Too many people resign from their jobs (“I’ll never be able to do this kind of work any more”) or break off engagements (“I could never saddle the person I love with my MS”) in the throes of an early exacerbation, only to find themselves jobless and bored to tears — not to mention lonely — when the MS goes into remission. So, give yourself a chance to get to know your MS a bit before taking any drastic steps.

MS next steps: Talk with your neurologist about treatment

It can’t be emphasized enough how important it is to consider early treatment with one of the approved disease-modifying therapies — before significant, irreparable damage can occur. So, broach the subject with your neurologist as soon as possible. Your doctor can help you figure out if you’re a good candidate for this kind of treatment and which one of the medications may be best for you.

To find out more about the importance of early treatment and the role of the disease-modifying therapies in managing your MS, check out the National MS Society’s brochure on treatment options.

MS next steps: Begin talking with the people in your life

The quickest way to feel less alone with your new diagnosis is to begin talking about it with others. However, figuring out whom to tell, and when to tell them, isn’t always easy. Some people — particularly those who have been waiting for some time to get a diagnosis — want to rush out and tell everyone they know that the mystery has finally been solved. Other people, however, tend to want to keep it a secret, telling no one or as few people as possible. The most reasonable approach is probably somewhere in the middle.

Try picturing yourself surrounded by circles of gradually increasing size. Your best bet is to start by talking first with those in your “inner circle,” and then gradually working your way outward on a need-to-know basis.

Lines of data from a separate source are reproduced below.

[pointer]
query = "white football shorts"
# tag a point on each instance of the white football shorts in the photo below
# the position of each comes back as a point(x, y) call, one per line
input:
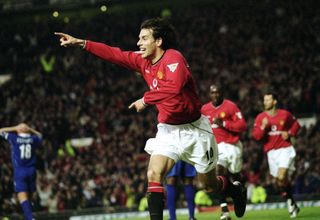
point(193, 143)
point(230, 156)
point(281, 158)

In general, sharing information with your partner, your best friend, your parents — whomever you feel closest to — is the place to start. Because they know you well enough to sense when something is wrong even without you telling them, they can help you begin the process of living with MS. In turn, you can help them understand what the disease is all about.

There are no hard-and-fast rules about how to share this information with others, but keep in mind that each person’s reaction will be different. You need to be prepared to deal with their feelings (as well as your own) and to provide some basic information about the disease.

Deciding who else to clue in can be tricky, especially in the workplace — mostly because spur-of-the-moment decisions about disclosing your MS can have long-term implications, particularly in relation to your current job and future career options.

The point is that once the information is public, you can’t take it back. You may, for example, want people to know that MS is causing all of the symptoms you’re experiencing. But, if the disease goes into remission and your symptoms get better, you may wish you hadn’t told so many people — particularly your boss or co-workers whose attitudes about chronic illness or disability are likely to impact their interactions with you over the long term.

For more help with your disclosure decisions, check out the National MS Society’s publication, “Disclosure: The Basic Facts,” as well as its handy tool to help with disclosure decisions in the workplace. For now, here are some pointers:

  • Give yourself and those closest to you some time to get used to the idea before trying to figure out who else needs to know.

  • Even though you may want your co-workers to know what’s going on, think through what you want them to know and why you want them to know it.

  • If you have children, be sure to keep them in the loop. Not only does doing so help them understand what’s going on, it also ensures that they hear this important information from you rather than from a well-meaning relative or friend who accidentally spills the beans.

  • If you’re currently dating, you don’t have to disclose your diagnosis the first time you meet someone. But don’t wait until you’re walking down the aisle either.

MS next steps: Make a commitment to your health

Sometimes people get so bogged down thinking about or dealing with their MS that they forget that MS is only one aspect of their overall health and well-being. Like getting a tune-up and checking the air in your tires before a big trip, being healthy and fit is the best possible preparation for your MS journey. The better you feel, the better able you’ll be to manage your MS.

MS doesn’t provide any magical protection against other common health problems, so it’s just as important for you as it is for everyone else to choose a healthy lifestyle — including regular checkups, good stress management strategies, a balanced diet, and adequate exercise and rest.